43 years ago, on April 23, Sant Jordi’s Day, Josep Pla died. On Book Day in 2024, one of the main volumes will undoubtedly be the extensive – more than 1,500 pages – and detailed biography Un cor furtiu, which the professor and specialist Xavier Pla has dedicated to him. Any lover of this great Empordà writer, one of the indispensable signatures of the 20th century, will do well to have it on hand, if not to read it in one sitting, then to calmly enjoy it through thematic chapters. Discovering professional experiences, such as when Pla served as deputy director of this newspaper for a few months, from two days after his return to Barcelona on January 26, 1939 until the imposition by Serrano Suñer of Luis de Galinsoga as director in April of that anus. And browsing through the countless literary and private stories, something that the structure of the book favors.

Pla was a voracious reader since his high school years in Girona, and a compulsive book buyer since the beginning of his university years in Barcelona. Montaigne’s Essays, acquired early in a 1912 edition, accompanied him throughout his life. Some time ago another important figure in our literature, Valentí Puig, immersed himself in his oceanic work and from it he compiled a Pla Literature Dictionary, collecting an anthology of comments that the man from Llofriu had dedicated throughout his career to the staff. of European writers, from past eras and contemporaries of his career.

And good creation does not come from nothing.

In recent years, writing workshops have proliferated. There are many people who want to perfect their prose and aspire to capture their experiences, their evocations or their fantasy. At the height of digital communication, the desire to write is more alive than ever within very diverse groups. However, as the Italian Vanni Santoni has recalled in a delightful text, To write you have to read. Without this continued practice there are no techniques that are valid. Santoni, who teaches writing classes, laments that “a very high percentage of those who want to write have not read and do not read enough,” and if he is asked for advice for aspiring writers, he responds: “Read, read, read.” .

Something that the protagonist of another key volume does regularly do in the upcoming Sant Jordi. Ana Magdalena Bach, before, during and after her trips to the island, is a devotee of El lazarillo de Tormes, The old man and the sea, The stranger, Dracula, the Anthology of fantastic literature by Borges, Bioy y Ocampo, Crónicas Martians, The Ministry of Fear… It is hard to think that Gabriel García Márquez arranged these references by chance in what constitutes his exciting farewell to the narrative, recovered posthumously, In August See You.

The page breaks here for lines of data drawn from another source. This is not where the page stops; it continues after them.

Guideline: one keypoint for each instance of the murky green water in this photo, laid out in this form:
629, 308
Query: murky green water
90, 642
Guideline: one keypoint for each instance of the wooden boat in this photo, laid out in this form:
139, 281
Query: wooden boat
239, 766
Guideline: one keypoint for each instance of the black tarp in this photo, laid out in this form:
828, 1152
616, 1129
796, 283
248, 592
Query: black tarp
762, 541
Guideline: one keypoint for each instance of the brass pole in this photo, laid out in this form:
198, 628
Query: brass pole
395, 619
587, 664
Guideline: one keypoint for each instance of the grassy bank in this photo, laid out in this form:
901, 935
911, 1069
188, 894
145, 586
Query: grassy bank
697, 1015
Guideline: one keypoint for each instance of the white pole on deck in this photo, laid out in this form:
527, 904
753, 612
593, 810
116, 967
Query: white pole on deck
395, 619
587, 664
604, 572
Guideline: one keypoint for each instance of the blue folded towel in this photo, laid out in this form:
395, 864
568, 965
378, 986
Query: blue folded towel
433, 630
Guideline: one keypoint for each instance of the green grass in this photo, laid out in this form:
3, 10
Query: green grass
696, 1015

To write you have to read. Two greats – by the way, so closely linked to Barcelona – like Pla and García Márquez made it clear throughout thousands of pages. It is also advisable to do it to enrich daily life by opening windows of curiosity, culture, spirituality and beauty. And to ward off the danger of progressive idiocy that Quim Monzó warns us about in his new work Ments preclares. El llibre dels idiotes, another essential recommendation for next Tuesday.

Like every year, La Vanguardia’s Cultura/s supplement proposes its selection of new releases, encouraging our readers to go to bookstores and purchase the ones that interest them, because a good part of the future is at stake today in the survival of bookstores in solid health. of our culture. And because for almost everything you have to read.